Soyabeans are the main exception to this rule and offer one of the few complete protein sources to those following a vegan diet. To ensure an adequate supply of amino acids, vegans are advised to eat a slightly higher amount of protein (approximately 10% more) each day than non-vegans and to include a wide variety of beans and grains in their diet.

The dangers of a high protein diet

It is clear that protein plays a vital role in building and maintaining muscle. Many well publicized diets advocate a high protein regimen for effective weight loss and many, including high profile celebrities, have testified that they do really work. So it appears logical to assume that eating a larger amount of protein than the recommended amount could boost muscle development and assist with faster weight loss.

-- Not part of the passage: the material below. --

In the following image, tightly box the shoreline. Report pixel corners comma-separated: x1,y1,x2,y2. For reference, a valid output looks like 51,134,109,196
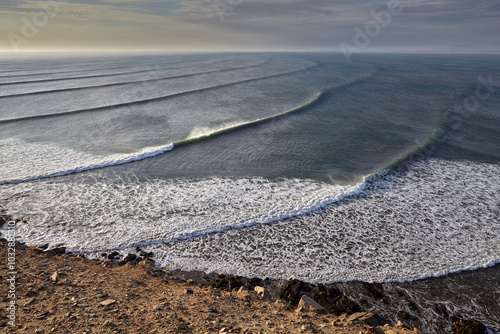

But surprisingly this is not the case.

High protein diets are in fact detrimental to the body for a number of reasons. Firstly, they are usually very low in roughage which slows down digestive transit and causes constipation which contributes to a feeling of general sluggishness. A second problem is that the high protein diet often comprises a high proportion of meat and dairy products which are loaded with saturated fats and cholesterol, both of which have serious implications for overall health and cardiac health in particular. Thirdly, when excess protein is present in the system, it is broken down by the body with some being converted into urea which is then excreted in the urine. A large amount of nitrogen is created by this metabolic process which is passed through the kidneys, causing stress to these organs and can lead to long term health problems.

Furthermore, any remaining protein will be converted into glucose and if the body does not need the glucose immediately it will be stored as body fat. Finally, the presence of high protein levels causes calcium depletion and this can be problematic in later life, with women in particular being vulnerable to brittle bones (osteoporosis).

So given these adverse effects, there is clearly no benefit in eating more protein than the body needs. Following the daily guidelines for your bodyweight, sex, age and level of activity will ensure that you get the optimal amount for your personal requirements to build and maintain muscle strength.